I use and love nbdev. It makes developing a python package iteratively as easy as it gets. Especially, as I generally do this along side a project which uses said package. Normally when I create a new nbdev project (nbdev_new), I get a settings.ini file and setup.py file. In order to keep working on different packages / projects simple, I will immediately create a conda environment fileenv.yml for the project.
I know that the environment one develops a package in is NOT necessarily the minimum dependencies it requires. Further, a package's dependencies are a subset of those one may need for a working on a project utilizing said package. In MY use case it is clear that I am double-dipping! I am developing the package as I use it on a project.

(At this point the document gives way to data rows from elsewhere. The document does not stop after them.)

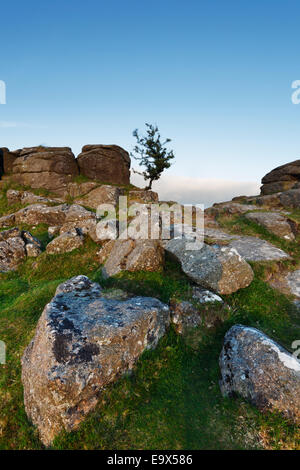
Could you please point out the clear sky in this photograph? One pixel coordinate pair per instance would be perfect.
(214, 75)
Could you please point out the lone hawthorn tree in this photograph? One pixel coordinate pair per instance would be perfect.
(152, 154)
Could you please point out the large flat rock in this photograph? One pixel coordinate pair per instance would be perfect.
(258, 369)
(220, 269)
(83, 342)
(256, 249)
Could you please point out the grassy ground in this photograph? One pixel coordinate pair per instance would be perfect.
(172, 399)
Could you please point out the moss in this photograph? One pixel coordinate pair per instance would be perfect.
(172, 398)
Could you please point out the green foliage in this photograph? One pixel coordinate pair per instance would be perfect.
(152, 153)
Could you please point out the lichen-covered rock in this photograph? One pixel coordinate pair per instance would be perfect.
(219, 269)
(105, 163)
(35, 214)
(33, 245)
(80, 189)
(276, 223)
(290, 199)
(12, 252)
(229, 208)
(53, 231)
(184, 316)
(8, 159)
(143, 196)
(104, 194)
(83, 342)
(255, 249)
(133, 255)
(205, 296)
(51, 168)
(26, 197)
(260, 370)
(7, 221)
(282, 178)
(15, 245)
(293, 282)
(66, 242)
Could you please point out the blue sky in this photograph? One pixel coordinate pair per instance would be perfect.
(215, 76)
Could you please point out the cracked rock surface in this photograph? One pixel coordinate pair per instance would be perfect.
(83, 342)
(258, 369)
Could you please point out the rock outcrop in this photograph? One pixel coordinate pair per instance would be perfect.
(27, 197)
(105, 194)
(219, 269)
(282, 178)
(132, 255)
(15, 246)
(276, 223)
(7, 159)
(83, 342)
(256, 368)
(184, 316)
(51, 168)
(250, 248)
(66, 242)
(105, 163)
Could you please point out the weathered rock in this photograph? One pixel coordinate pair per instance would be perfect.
(33, 246)
(83, 342)
(26, 197)
(229, 208)
(15, 245)
(105, 163)
(277, 187)
(133, 255)
(7, 221)
(217, 235)
(107, 229)
(219, 269)
(51, 168)
(53, 231)
(290, 199)
(66, 242)
(80, 189)
(104, 194)
(105, 251)
(205, 296)
(184, 316)
(293, 281)
(35, 214)
(8, 159)
(255, 249)
(261, 371)
(282, 178)
(143, 196)
(276, 223)
(52, 215)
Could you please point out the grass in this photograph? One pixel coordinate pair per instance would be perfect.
(172, 399)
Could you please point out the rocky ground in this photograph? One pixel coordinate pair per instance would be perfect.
(152, 346)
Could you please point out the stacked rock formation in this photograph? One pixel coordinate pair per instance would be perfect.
(51, 168)
(106, 163)
(54, 168)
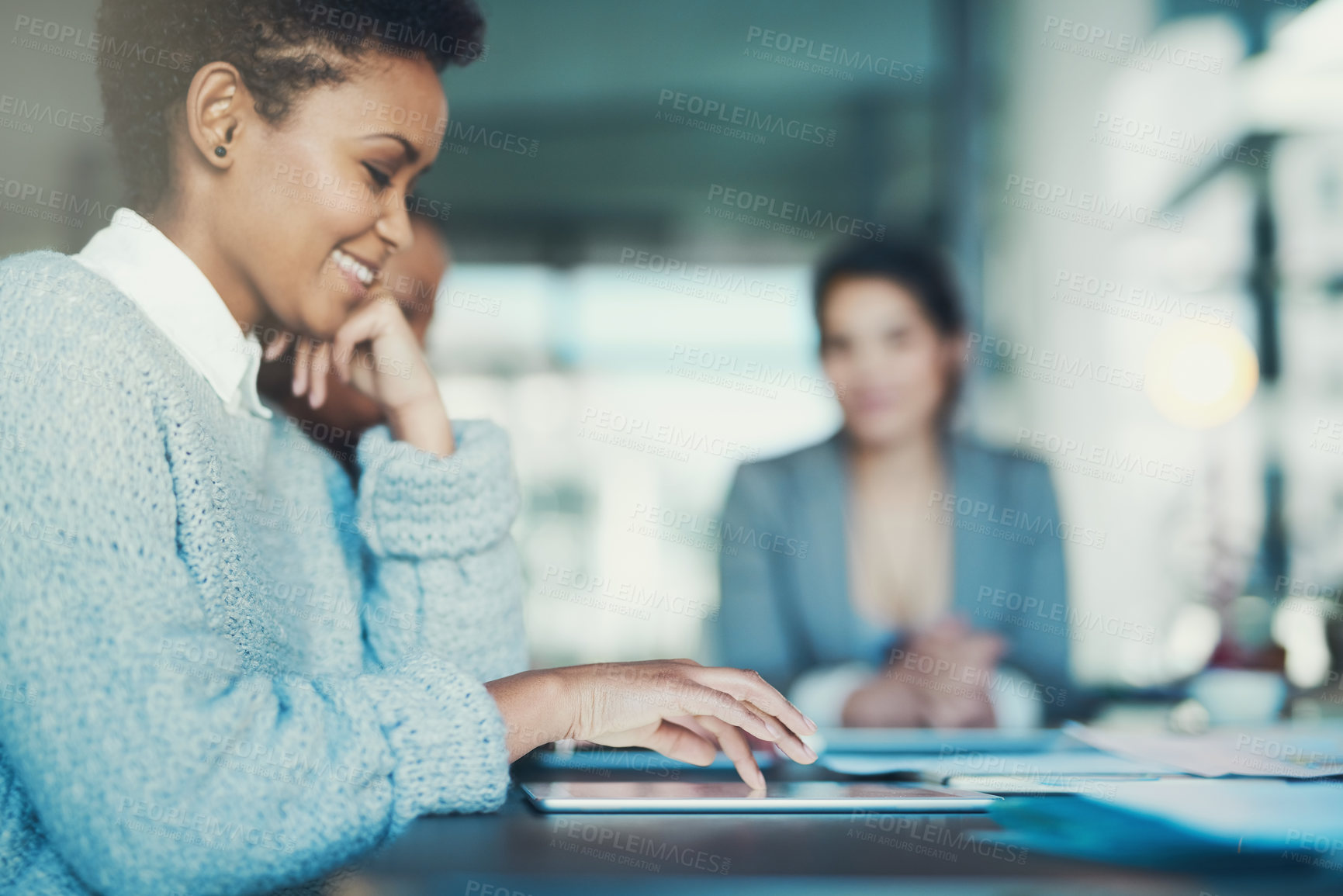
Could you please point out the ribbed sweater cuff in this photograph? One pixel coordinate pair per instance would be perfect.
(417, 504)
(446, 735)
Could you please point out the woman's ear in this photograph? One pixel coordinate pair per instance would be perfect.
(218, 108)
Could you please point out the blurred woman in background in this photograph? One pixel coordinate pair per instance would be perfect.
(905, 607)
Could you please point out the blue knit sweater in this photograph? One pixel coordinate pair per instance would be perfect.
(220, 669)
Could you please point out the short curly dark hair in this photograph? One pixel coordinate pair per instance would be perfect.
(150, 50)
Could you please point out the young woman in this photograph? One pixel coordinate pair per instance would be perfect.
(223, 669)
(904, 602)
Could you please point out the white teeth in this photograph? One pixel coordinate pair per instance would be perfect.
(349, 264)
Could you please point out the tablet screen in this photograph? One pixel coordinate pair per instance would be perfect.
(733, 797)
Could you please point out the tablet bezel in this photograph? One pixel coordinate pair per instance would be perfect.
(555, 797)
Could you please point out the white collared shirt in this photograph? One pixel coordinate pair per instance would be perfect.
(176, 296)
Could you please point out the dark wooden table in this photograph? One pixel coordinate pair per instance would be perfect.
(519, 850)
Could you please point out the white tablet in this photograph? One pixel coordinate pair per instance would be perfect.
(738, 797)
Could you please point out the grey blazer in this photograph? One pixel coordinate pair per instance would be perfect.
(784, 566)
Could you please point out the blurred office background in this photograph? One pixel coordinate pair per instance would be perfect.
(1154, 189)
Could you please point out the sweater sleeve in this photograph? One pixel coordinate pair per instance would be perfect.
(156, 756)
(437, 532)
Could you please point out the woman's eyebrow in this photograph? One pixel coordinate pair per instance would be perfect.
(411, 152)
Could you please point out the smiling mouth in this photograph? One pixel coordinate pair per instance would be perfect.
(358, 269)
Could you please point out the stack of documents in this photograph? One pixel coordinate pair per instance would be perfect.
(1185, 820)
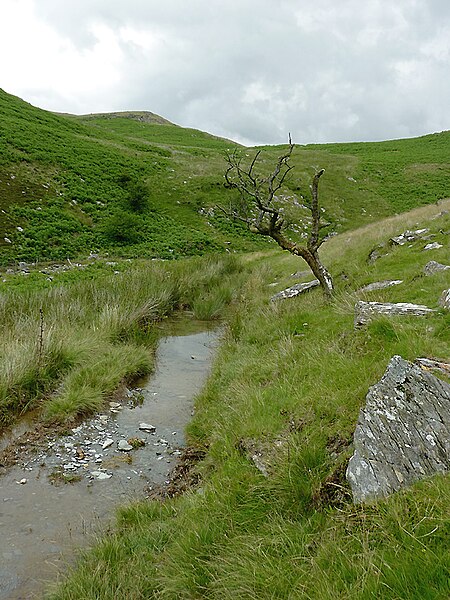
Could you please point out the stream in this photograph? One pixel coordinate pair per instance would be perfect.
(64, 494)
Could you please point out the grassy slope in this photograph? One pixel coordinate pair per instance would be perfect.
(67, 342)
(288, 382)
(60, 181)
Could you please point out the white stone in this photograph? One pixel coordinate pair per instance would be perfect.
(147, 427)
(124, 446)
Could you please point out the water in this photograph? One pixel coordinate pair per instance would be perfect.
(41, 524)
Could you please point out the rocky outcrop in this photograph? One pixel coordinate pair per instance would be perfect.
(408, 236)
(403, 432)
(444, 300)
(380, 285)
(433, 267)
(366, 311)
(295, 290)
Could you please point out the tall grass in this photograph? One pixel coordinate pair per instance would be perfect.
(67, 347)
(288, 382)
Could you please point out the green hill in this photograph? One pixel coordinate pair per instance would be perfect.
(133, 184)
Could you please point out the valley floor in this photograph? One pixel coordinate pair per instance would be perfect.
(271, 515)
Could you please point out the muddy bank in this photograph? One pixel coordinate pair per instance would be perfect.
(64, 490)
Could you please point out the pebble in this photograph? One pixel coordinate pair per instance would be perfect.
(124, 446)
(101, 475)
(147, 427)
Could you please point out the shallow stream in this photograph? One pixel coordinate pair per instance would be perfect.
(44, 522)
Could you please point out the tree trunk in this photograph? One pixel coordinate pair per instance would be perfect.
(320, 272)
(311, 257)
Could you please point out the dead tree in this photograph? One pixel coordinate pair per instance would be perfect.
(257, 207)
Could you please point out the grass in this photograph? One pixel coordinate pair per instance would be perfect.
(66, 344)
(289, 380)
(116, 185)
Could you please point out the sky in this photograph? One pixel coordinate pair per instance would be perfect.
(249, 70)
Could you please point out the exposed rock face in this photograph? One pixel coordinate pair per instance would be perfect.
(365, 311)
(408, 236)
(444, 300)
(403, 432)
(433, 267)
(295, 290)
(380, 285)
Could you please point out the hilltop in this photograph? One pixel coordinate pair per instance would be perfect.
(133, 184)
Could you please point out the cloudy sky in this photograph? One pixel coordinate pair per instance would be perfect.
(249, 70)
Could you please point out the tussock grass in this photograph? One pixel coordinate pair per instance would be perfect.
(290, 378)
(65, 348)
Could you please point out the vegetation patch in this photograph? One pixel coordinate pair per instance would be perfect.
(288, 384)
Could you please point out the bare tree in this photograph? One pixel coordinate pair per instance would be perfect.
(257, 206)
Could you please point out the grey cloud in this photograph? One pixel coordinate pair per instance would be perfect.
(254, 70)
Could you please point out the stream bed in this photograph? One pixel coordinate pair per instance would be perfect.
(66, 490)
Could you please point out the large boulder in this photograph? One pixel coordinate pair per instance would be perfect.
(295, 290)
(366, 311)
(403, 432)
(433, 267)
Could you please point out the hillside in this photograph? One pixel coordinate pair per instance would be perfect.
(265, 511)
(133, 184)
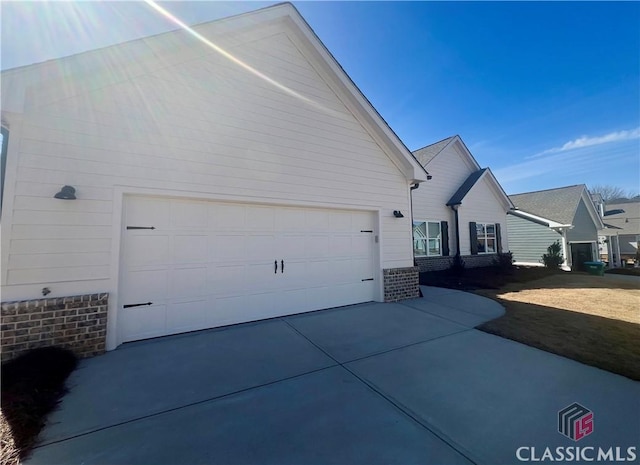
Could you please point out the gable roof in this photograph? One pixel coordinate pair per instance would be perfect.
(473, 179)
(466, 186)
(147, 50)
(429, 152)
(626, 218)
(558, 205)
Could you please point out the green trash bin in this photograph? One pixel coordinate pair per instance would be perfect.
(595, 268)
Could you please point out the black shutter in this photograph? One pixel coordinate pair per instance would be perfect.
(444, 235)
(498, 239)
(473, 234)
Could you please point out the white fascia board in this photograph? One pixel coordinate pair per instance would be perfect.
(539, 219)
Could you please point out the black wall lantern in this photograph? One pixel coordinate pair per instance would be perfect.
(66, 193)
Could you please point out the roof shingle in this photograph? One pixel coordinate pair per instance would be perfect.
(554, 204)
(428, 153)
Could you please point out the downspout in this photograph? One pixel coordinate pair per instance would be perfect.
(457, 223)
(565, 265)
(411, 189)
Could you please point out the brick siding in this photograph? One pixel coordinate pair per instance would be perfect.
(78, 323)
(444, 263)
(401, 284)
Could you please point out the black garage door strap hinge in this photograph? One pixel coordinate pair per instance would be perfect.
(137, 305)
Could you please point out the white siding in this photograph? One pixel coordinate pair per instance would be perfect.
(204, 128)
(449, 170)
(481, 205)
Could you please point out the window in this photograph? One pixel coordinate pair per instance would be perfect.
(486, 235)
(426, 238)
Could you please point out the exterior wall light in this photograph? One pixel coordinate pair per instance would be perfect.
(66, 193)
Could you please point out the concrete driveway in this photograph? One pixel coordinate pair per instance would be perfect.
(403, 383)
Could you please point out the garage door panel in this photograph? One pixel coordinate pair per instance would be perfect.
(185, 282)
(141, 250)
(317, 246)
(143, 322)
(209, 264)
(145, 286)
(292, 246)
(260, 219)
(291, 219)
(187, 316)
(189, 249)
(228, 217)
(340, 221)
(340, 245)
(230, 279)
(147, 212)
(261, 276)
(261, 247)
(189, 215)
(224, 248)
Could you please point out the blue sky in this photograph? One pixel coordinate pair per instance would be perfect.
(547, 94)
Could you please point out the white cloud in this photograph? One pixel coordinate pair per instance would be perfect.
(588, 141)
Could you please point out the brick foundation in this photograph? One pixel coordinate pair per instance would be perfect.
(78, 323)
(401, 283)
(444, 263)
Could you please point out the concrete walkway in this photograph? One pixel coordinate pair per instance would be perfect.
(403, 383)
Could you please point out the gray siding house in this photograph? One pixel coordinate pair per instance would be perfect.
(565, 214)
(622, 234)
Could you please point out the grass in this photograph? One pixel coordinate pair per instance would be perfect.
(32, 386)
(592, 319)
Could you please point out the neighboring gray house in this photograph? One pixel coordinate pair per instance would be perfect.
(621, 237)
(565, 214)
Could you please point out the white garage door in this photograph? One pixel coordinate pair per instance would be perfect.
(189, 265)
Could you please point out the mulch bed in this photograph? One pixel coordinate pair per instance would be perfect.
(470, 279)
(32, 386)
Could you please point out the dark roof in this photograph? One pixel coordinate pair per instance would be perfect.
(559, 204)
(428, 153)
(466, 186)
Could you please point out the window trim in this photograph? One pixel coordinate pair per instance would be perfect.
(486, 237)
(427, 238)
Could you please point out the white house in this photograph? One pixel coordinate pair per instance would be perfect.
(182, 182)
(461, 211)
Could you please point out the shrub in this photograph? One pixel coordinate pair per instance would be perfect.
(504, 261)
(553, 258)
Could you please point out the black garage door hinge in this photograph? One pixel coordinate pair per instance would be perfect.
(137, 305)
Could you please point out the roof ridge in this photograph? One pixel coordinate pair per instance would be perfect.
(550, 189)
(434, 143)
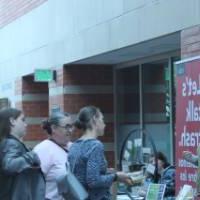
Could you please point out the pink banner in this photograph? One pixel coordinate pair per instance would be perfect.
(187, 120)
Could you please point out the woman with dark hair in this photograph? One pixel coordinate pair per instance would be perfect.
(53, 151)
(20, 174)
(86, 156)
(167, 174)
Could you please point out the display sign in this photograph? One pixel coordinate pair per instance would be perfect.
(187, 119)
(44, 75)
(155, 191)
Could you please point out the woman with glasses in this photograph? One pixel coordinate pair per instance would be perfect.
(53, 151)
(86, 156)
(20, 175)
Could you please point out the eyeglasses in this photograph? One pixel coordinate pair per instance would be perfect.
(67, 126)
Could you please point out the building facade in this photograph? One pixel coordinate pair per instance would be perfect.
(117, 55)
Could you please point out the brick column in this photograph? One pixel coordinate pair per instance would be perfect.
(32, 99)
(82, 85)
(190, 42)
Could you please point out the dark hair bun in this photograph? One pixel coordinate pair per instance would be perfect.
(79, 124)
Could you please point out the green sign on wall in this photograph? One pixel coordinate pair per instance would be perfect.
(44, 75)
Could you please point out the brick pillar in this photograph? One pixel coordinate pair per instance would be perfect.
(56, 97)
(190, 42)
(82, 85)
(32, 99)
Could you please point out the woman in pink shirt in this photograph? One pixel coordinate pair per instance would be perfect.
(53, 151)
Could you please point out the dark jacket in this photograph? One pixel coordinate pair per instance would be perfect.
(20, 175)
(168, 178)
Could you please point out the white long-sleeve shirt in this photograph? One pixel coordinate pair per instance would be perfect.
(53, 159)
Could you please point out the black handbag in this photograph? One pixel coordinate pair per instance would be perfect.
(70, 187)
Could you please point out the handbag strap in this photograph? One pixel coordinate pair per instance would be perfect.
(52, 140)
(76, 158)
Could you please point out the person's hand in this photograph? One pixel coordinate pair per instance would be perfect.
(187, 155)
(142, 193)
(124, 178)
(111, 170)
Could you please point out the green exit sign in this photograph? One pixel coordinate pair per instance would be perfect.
(44, 75)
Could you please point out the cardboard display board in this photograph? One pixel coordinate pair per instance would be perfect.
(155, 191)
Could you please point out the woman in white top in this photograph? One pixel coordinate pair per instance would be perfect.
(53, 151)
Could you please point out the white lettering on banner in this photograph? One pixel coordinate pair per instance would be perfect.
(189, 139)
(191, 87)
(189, 177)
(192, 112)
(184, 163)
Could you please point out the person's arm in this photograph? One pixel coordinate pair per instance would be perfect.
(13, 161)
(188, 156)
(168, 178)
(93, 175)
(45, 156)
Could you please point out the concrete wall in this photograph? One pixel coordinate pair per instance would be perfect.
(190, 42)
(63, 31)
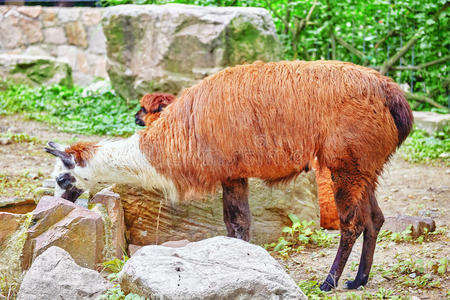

So for the sake of this feature request let's assume that the package dependencies == project dependencies. In other words, the env.yml file contains all of the requirements for the setting.ini file.
nbdev workflow
make new empty repo "current_project" and clone it
# install for local development
$ pip install -e .
Problem formulation
I am developing a package in python using a setup.py file. My package may have requirements (listed under settings.ini with the key requirements) that get automatically important and used in the setup.py file. While developing my package I have a conda environment which is specified in a yaml file env.yml (see Files > Example Conda File).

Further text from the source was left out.